You shouldn’t judge a book by it’s cover. But leading horror writer James Herbert OBE wouldn’t mind if you did. The 50-million copy selling author’s first love in life was not writing but art. At 16 he went to Hornsey Art College, studying graphic design and print before finding work in advertising. Rising quickly through the ranks he was an agency art director by 28, which is when he decided to write instead.

“I began to get bored,“ says the 69-year-old. “The challenge had gone out of it, and I came to realise that I was spending most of my time going to meetings rather than being creative. I realised one day that I could just do it so I wanted something else. Books just happened to be the thing!“

After ten months of hard work he produced his debut The Rats. He had five rejections before finding a publisher, but the first 100,000 print run sold out within weeks and the book has never been out of print since. In the last 40 years, has written 23 novels, six short stories, two non-fiction stories and one graphic novel.
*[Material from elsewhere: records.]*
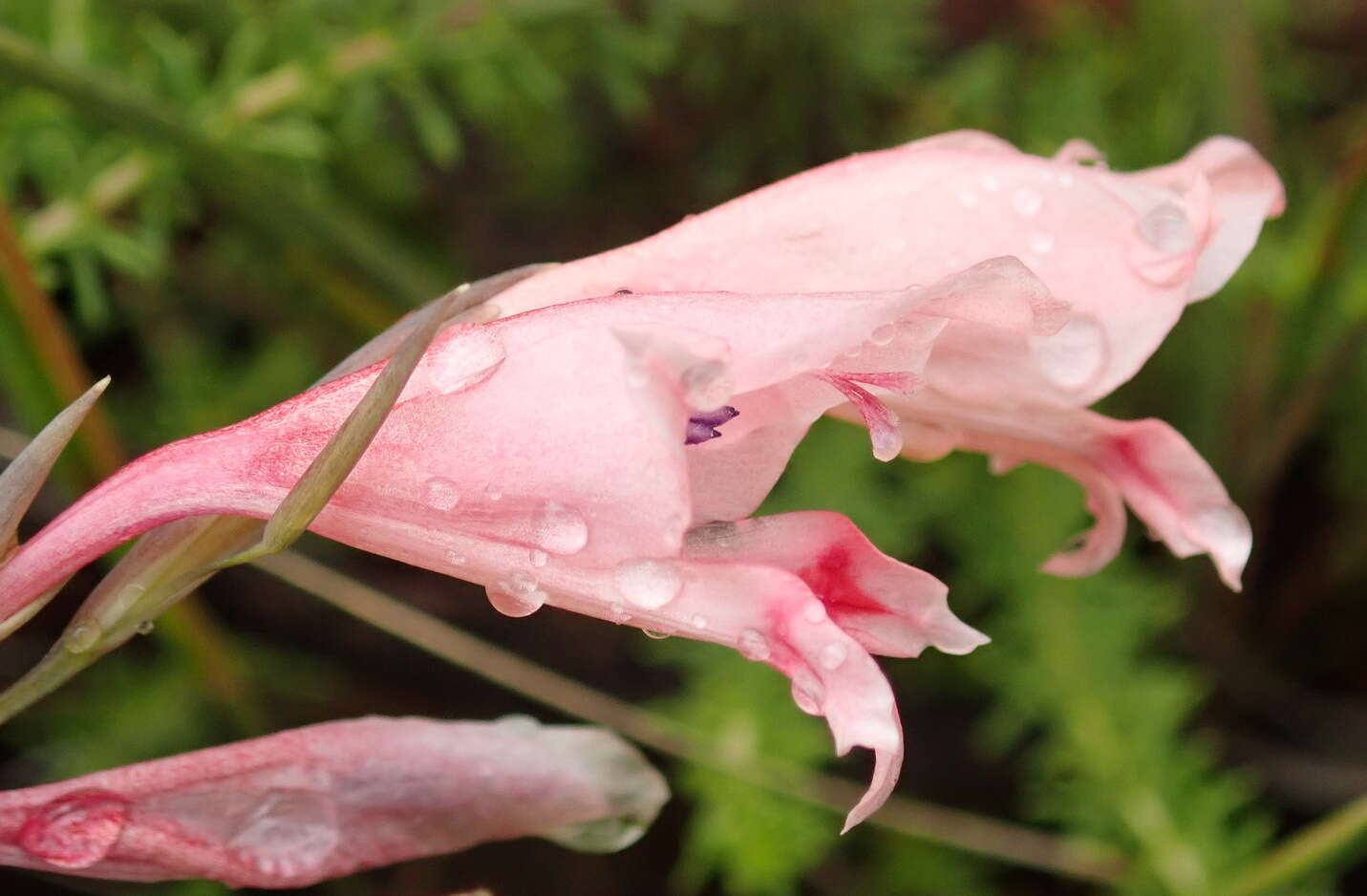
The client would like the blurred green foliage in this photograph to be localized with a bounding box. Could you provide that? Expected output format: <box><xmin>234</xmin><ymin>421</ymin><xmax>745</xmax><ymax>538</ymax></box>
<box><xmin>0</xmin><ymin>0</ymin><xmax>1367</xmax><ymax>896</ymax></box>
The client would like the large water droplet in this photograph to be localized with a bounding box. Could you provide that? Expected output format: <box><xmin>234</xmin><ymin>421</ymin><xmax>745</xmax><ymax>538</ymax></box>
<box><xmin>1138</xmin><ymin>203</ymin><xmax>1196</xmax><ymax>254</ymax></box>
<box><xmin>1035</xmin><ymin>317</ymin><xmax>1106</xmax><ymax>389</ymax></box>
<box><xmin>426</xmin><ymin>476</ymin><xmax>460</xmax><ymax>510</ymax></box>
<box><xmin>424</xmin><ymin>327</ymin><xmax>503</xmax><ymax>394</ymax></box>
<box><xmin>612</xmin><ymin>560</ymin><xmax>684</xmax><ymax>610</ymax></box>
<box><xmin>532</xmin><ymin>501</ymin><xmax>589</xmax><ymax>554</ymax></box>
<box><xmin>225</xmin><ymin>788</ymin><xmax>342</xmax><ymax>876</ymax></box>
<box><xmin>16</xmin><ymin>791</ymin><xmax>129</xmax><ymax>868</ymax></box>
<box><xmin>736</xmin><ymin>628</ymin><xmax>773</xmax><ymax>662</ymax></box>
<box><xmin>816</xmin><ymin>642</ymin><xmax>849</xmax><ymax>672</ymax></box>
<box><xmin>61</xmin><ymin>621</ymin><xmax>104</xmax><ymax>654</ymax></box>
<box><xmin>1012</xmin><ymin>187</ymin><xmax>1044</xmax><ymax>218</ymax></box>
<box><xmin>793</xmin><ymin>669</ymin><xmax>825</xmax><ymax>715</ymax></box>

But the artist in him can’t settle for words alone – he likes to design his book covers too.

For his fourth book, Fluke, the publisher ran their own design.

“Now, they made one mistake,“ says James, “when they printed the book, their usual typeface was Times Roman, which is a good face, but it’s a bit sharp.

“I told them, “Look, this is a much softer book, I want you to set it in Palantin”. When I saw they’d gone and printed it in Times Roman I hit the roof. They ended up pulling the whole lot, and had to print it all again.

The Survivor I did and they changed it, which I was hopping mad about. They used yellow for the typeface, it was so cheap and nasty where I’d done a nice design with a skull and a jet plane flying through the eye of the skull.“

Once within its sleeve, however, James Herbert’s books are impossible to put down. With a skilful blend of horror and thriller fiction, he explores the shaded territories of evil, evoking a sense of brooding menace and rising tension. He relentlessly draws the reader to the story’s ultimate revelation – one that will stay to chill the mind long after the book has been laid aside.

Having published books since 1974, what keeps James writing?

“Each one is a challenge, that’s what makes it interesting. I like to think I’m getting better – but I’m still learning!“

His appearance at the North London Literary Festival will be a rare one, the author preferring to stay on his 30-acre estate near Brighton and writing in his study.

“People expect my room to have black walls,“ he says “but everything is white, all the walls are white and each wall has something of interest to look at – it’s like my mind, there’s a lot going on inside and I make full use of it.

“I rarely do this type of thing, I rarely come out of the cupboard – not the closet! But I’ve come out of the cupboard to get on with speaking to people, usually I’m just working all the time, so this will be a pleasure for me.“

  • James Herbert is at the North London Literary Festival on Wednesday, March 27 at 7pm. Details:

This event has been cancelled. Freetime was saddened to hear of the death of James Herbert on March 20th.